Entrevista com Thomas Coutrot: O paradoxo dos indignados


Tradução: ADITAL
Paris, 18 de outubro de 2011

Coutrot assinala que o movimento dos indignados é, ao mesmo tempo, poderoso e perigoso para as elites porque repousa sobre sua ideologia oficial. E afirma que a novidade é a crítica radical à representação política.

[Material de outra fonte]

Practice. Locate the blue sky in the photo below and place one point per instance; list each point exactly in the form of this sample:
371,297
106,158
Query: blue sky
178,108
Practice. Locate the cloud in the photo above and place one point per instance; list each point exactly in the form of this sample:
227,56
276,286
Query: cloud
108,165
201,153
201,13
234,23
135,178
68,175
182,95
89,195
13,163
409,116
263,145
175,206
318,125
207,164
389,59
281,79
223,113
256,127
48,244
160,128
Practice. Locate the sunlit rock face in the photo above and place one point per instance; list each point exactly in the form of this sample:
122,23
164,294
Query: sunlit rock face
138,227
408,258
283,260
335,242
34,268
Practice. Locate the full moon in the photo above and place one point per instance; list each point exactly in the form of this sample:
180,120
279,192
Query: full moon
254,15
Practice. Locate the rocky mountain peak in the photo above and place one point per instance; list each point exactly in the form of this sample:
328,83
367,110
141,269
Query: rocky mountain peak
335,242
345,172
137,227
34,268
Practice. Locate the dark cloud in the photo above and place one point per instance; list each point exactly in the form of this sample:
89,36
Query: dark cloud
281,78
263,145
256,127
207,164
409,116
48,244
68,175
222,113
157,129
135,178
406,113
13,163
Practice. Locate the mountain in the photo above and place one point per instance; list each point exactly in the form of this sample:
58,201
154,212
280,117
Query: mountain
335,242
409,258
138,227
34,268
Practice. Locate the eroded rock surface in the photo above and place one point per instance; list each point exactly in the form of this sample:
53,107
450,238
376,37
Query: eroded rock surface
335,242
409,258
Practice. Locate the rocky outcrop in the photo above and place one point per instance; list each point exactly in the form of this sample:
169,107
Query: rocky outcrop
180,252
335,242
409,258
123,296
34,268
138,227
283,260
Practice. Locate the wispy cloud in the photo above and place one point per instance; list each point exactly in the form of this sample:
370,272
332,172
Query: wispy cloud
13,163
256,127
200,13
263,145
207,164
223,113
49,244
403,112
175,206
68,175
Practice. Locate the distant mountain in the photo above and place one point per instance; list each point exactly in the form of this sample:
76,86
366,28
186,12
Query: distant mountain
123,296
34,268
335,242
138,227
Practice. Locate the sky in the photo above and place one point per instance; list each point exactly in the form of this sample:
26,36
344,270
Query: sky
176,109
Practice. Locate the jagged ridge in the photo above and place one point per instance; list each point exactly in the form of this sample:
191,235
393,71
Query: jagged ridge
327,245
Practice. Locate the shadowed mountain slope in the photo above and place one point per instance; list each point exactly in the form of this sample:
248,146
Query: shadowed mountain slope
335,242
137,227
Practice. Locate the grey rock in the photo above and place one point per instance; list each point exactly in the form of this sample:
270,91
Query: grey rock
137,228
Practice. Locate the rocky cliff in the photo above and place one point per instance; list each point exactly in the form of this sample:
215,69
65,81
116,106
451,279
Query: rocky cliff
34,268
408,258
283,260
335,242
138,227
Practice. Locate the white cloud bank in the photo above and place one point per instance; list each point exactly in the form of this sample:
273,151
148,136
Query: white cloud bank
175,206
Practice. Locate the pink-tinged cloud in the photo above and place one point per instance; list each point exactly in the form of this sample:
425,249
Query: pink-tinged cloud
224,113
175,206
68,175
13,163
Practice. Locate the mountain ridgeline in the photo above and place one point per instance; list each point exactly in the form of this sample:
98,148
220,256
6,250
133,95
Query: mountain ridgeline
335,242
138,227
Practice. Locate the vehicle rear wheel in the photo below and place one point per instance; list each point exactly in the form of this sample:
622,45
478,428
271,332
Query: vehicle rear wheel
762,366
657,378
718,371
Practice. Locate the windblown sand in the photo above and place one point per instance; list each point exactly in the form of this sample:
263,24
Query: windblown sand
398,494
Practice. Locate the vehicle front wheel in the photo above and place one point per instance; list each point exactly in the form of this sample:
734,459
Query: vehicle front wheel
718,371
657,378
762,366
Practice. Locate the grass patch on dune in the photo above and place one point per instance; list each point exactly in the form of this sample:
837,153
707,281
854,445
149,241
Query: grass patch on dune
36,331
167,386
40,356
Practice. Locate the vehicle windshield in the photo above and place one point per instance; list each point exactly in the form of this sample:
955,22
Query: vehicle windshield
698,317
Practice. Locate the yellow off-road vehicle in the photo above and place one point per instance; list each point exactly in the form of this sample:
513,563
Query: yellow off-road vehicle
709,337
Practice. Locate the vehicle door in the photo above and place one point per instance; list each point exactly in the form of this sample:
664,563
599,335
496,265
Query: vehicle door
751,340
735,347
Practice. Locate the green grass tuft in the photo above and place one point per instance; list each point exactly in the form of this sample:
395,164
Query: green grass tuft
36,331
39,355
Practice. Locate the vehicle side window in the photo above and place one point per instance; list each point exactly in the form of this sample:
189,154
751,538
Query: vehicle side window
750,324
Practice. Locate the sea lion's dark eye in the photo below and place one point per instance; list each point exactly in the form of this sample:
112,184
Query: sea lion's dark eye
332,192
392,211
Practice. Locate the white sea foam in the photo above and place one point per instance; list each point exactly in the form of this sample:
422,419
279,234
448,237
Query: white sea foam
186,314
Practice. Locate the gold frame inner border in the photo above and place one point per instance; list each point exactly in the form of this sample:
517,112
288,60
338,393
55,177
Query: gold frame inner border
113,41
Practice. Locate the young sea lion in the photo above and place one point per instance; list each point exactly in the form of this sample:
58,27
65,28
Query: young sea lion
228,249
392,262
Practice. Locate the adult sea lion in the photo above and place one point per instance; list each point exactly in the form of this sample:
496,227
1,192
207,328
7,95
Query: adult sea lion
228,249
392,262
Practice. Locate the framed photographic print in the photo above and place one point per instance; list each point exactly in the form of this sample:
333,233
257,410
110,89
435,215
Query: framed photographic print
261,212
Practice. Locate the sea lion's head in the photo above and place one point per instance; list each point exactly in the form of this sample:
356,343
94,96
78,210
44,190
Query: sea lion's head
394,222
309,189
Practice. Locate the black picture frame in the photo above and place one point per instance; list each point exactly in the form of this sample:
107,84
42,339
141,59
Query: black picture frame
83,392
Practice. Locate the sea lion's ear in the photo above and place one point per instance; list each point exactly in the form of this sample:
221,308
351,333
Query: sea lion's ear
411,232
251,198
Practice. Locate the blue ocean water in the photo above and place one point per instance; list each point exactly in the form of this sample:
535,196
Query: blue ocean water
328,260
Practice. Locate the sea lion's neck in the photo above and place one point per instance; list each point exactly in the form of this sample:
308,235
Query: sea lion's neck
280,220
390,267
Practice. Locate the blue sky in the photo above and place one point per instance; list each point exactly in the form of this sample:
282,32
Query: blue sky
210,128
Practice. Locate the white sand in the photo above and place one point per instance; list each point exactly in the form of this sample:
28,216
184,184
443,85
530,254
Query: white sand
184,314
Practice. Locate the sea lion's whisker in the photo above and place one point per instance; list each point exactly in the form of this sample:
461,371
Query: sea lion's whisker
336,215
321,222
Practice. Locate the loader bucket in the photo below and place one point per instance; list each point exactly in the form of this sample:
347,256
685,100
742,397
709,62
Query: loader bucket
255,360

Entrevista com Thomas Coutrot, economista francês, vicepresidente de Attac e membro da Rede de Alerta sobre as Desigualdades: "O capitalismo parlamentar está em uma fase terminal”, afirma o autor de Democracia contra Capitalismo.
Há dez anos, Bin Laden e seu sócio carnal, o ex-presidente norte-americano George W. Bush, globalizaram o terrorismo de massas e a repressão em escala mundial. O Plano Condor aplicado ao universo. Exatamente uma década depois, o movimento dos indignados globalizou o protesto social e o ‘basta' ante um modelo de depredação social, de abuso e de consumo, cujo controle está nas mãos de uma elite violenta e impune. Os protestos que levaram milhares de pessoas às ruas em todo o mundo dão corpo a uma corrente moral e política cujos precursores levam anos propondo modelos alternativos ao sistema de destruição neoliberal. Se Sthéphane Hessel, em seu livro ‘Indigne-se' conseguiu reunir a um planeta indignado, há autores cujos ensaios já continham muitas das consignas que agora são escutadas nas ruas do mundo. O economista francês Thomas Coutrot é um deles. Em 2005, publicou um livro que está no coração da crítica formulada pelos indignados: Democracia contra Capitalismo. Em 2010, saiu outra obra sua que representa muito bem a essência do que os indignados reclamam em Paris, em Londres, em Nova York, em São Paulo, em Tel-Aviv ou em Berlim: Terrenos para um mundo possível: voltar a dar sustentação à democracia. Economista e estatístico, vice presidente da ONG Attac desde 2009, membro da Rede de Alerta sobre as Desigualdades, Thomas Coutrot resgata um fato central na emergência dessa revolta globalizada: ante o esgotamento do modelo capitalista e neoliberal e o descrédito dos dirigentes políticos, os povos saem às ruas e encarnam uma espécie de retorno à raiz da democracia. Para Coutrot, a sublevação do mundo ocidental não teria sido possível sem as revoluções árabes que as precederam.
Leia a entrevista:
- Para o senhor, o movimento dos indignados significa um retorno às fontes da democracia. Porém, até agora os responsáveis políticos do planeta se fazem de surdos ante os reclamos desse movimento mundial.
- O retorno às fontes da democracia significa a intervenção do povo. Então, é quase normal que os dirigentes políticos se façam de surdos porque não estão de acordo com isso. Consideram que enquanto representantes do povo, lhes corresponde gerenciar os assuntos do povo. Na verdade, os dirigentes políticos não querem ver que no movimento atual há uma crítica fundamental contra o sistema tal como funciona hoje. Será necessário muito tempo e muito trabalho para que a classe política aceite ver que seu papel está em julgamento. Por isso, o essencial não está tanto na crítica ao sistema financeiro. Não é essa a novidade. A novidade consiste precisamente na crítica radical da representação política; esse grito mundial que diz "vocês não nos representam!”. As pessoas estão dizendo: "não é porque votamos em vocês que podem fazer o que quiserem contra nossa opinião”. Essa é a inovação fundamental. O reclamo de um retorno às fontes da democracia, à democracia real, é histórico.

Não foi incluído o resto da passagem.